Rompantes de descompostura. Vocês têm razão. Fiquei mais acabrunhado ao descobrir que já não me lembrava ao certo de como era a voz de Haydée. Passara-se uma década. Hoje, se tivesse 13 anos, se estivesse andando por aí, já teria menstruado, já teria feito a catequese, a pedido da mãe e da avó; já teria criado um perfil nas famigeradas redes sociais da internet e até dado o primeiro beijo na boca de um menino. Ou de uma menina, vai saber.

Tinham arrancado a pedra da bexiga do presidente no Einstein. Energia era igual à massa vezes a velocidade da luz ao quadrado. Concluí que não estava nem aí para Sua Excelência, que eu estava praticamente sem energia nenhuma naquele momento. Eu disse que sim, que ele podia rachar o coco ao meio com o facão. Gostava de comer a castanha amolecida que tinha do lado de dentro. Viver era dureza. E eu, mole por dentro, duro por fora, que nem aquele coco da Bahia, que nem da Bahia era, mas, proveniente de uma lavoura em Goiás, só que sem o sabor do mar. Não tinha nada a ver com a infecção pelo Covid-19, com a perda temporária do olfato ou do paladar. Bem antes da pandemia, bem antes da ascensão meteórica e impensável da escumalha ao governo central, eu já considerava a vida menos palatável a cada dia. Então, para não piorar as coisas, já que não ia me converter e orar, comecei a correr pelas ruas da cidade.
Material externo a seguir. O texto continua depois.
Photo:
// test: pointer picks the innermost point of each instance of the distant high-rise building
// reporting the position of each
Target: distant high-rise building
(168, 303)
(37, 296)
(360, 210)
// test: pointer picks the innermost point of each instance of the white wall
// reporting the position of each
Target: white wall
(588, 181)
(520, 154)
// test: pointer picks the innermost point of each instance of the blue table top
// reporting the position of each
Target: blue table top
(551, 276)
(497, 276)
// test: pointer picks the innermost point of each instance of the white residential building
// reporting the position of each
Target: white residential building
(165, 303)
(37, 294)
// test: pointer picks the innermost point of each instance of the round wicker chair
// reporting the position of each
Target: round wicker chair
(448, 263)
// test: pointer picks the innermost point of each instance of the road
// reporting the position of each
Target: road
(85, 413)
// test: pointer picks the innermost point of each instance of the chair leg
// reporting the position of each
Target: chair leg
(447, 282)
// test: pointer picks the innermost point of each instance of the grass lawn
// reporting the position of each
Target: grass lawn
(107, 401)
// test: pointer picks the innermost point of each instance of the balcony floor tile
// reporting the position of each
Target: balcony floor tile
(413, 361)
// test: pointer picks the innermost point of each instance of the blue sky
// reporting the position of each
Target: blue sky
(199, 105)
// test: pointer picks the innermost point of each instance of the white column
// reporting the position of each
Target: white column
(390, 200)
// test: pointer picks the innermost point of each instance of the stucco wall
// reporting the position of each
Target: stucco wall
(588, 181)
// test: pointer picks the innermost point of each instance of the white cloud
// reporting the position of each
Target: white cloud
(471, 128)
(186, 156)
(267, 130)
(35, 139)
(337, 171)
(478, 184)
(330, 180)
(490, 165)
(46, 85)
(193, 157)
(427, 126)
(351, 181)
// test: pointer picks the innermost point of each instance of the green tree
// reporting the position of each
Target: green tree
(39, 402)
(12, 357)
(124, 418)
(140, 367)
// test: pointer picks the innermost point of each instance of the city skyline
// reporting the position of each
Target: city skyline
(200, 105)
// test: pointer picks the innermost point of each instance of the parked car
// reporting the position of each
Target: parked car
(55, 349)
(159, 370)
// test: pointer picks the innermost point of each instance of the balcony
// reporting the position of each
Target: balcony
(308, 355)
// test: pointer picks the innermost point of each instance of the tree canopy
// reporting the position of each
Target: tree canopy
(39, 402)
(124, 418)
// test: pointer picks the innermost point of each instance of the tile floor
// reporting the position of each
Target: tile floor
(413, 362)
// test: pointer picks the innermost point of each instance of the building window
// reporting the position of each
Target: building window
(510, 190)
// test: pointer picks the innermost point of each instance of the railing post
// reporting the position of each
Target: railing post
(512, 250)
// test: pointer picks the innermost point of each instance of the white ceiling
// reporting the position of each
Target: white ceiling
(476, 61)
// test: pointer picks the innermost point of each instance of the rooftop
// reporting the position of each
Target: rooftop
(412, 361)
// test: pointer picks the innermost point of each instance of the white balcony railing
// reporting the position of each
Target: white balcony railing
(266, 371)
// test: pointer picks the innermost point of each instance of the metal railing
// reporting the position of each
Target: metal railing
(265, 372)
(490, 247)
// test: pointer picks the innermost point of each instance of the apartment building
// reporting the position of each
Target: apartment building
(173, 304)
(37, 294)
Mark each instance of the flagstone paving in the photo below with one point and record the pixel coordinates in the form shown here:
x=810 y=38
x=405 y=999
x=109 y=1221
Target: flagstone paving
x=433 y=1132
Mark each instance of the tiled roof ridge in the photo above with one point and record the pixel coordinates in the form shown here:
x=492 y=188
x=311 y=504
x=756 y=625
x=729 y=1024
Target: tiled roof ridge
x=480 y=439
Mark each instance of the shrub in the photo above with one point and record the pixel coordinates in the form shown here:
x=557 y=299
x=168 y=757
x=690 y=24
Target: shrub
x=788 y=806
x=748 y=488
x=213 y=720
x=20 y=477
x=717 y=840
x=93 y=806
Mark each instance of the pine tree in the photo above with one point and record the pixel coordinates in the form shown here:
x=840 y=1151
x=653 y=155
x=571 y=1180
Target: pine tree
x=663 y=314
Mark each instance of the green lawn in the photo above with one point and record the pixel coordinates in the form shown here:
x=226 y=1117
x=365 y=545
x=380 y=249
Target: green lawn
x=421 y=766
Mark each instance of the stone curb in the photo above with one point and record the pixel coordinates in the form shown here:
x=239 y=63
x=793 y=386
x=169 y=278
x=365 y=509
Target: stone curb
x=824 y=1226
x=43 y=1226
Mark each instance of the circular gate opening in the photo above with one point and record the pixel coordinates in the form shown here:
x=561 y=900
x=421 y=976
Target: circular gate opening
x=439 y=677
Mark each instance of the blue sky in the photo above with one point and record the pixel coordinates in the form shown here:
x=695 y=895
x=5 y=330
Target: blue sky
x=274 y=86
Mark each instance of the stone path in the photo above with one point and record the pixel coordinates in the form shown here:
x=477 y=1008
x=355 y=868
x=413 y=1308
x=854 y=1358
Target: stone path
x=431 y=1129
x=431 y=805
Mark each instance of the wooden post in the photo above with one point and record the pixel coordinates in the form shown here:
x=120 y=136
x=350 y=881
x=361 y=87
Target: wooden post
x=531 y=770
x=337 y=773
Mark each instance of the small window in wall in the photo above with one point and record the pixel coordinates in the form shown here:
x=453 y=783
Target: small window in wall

Quem sabe, virando um atleta amador, melhorava o amor-próprio, amenizava a saudade de Haydée ou acabava derretendo, providencialmente, sobre o asfalto quente, feito um homem de cera.

As crianças mexem com o emocional da gente, sabem como é. Os cães, idem. Um vira-latas sorridente se achegou a mim. Agitava o rabo de forma cálida, irresponsável. Afinal, éramos completos estranhos. O dogue sentou do meu lado. Estava claramente interessado na castanha de coco verde. Dividimos a iguaria ali mesmo, na sarjeta, irmãos que éramos, cada qual com a sua fome de viver. As vísceras ainda doíam. Mas, isso já era problema delas.